At first, we found a significant but not U-shaped relationship between BP and PSCI. Subsequent research is required to investigate the association between BP at different intervals and PSCI. Second, high BP impacts cerebral perfusion, inducing adaptive vascular alterations, and these changes render the brain susceptible, potentially predisposing it to the onset of cognitive impairment [61, 62]. However, the etiology of PSCI is complicated; more studies are needed to explore the mechanism of high BP on PSCI. Lastly, multiple co-variables take effect when performing a regression analysis of BP on PSCI, and previous studies reported that baseline cognitive function was also a significant predictor for PSCI [58]. However, few of the included studies adjusted baseline cognitive function; thus, future studies need to take more into account when exploring predictors of PSCI, and multi-level meta-regression analysis is needed in the future to present more important predictors of PSCI.

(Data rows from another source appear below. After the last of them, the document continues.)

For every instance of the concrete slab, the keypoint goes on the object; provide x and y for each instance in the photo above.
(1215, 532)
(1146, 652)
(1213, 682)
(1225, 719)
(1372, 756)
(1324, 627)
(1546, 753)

Through meta-analysis, a notable correlation was identified between hypertension, abnormal or normal BP, and PSCI. Therefore, in individuals who have previously experienced hypertension, the use of antihypertensive treatments can prevent PSCI. However, for non-hypertensive patients with abnormal or normal BP in the early stages post-stroke, the use of antihypertensive treatments may have little significance in preventing PSCI. Additionally, considering the predictive value of BP on PSCI, regular and long-term follow-ups for BP should be performed in patients following a stroke. Finally, the etiology of PSCI is individualized, meaning PSCI is not only affected by BP, therefore, clinicians should consider all important factors of patients in order to make correct decisions on treatment.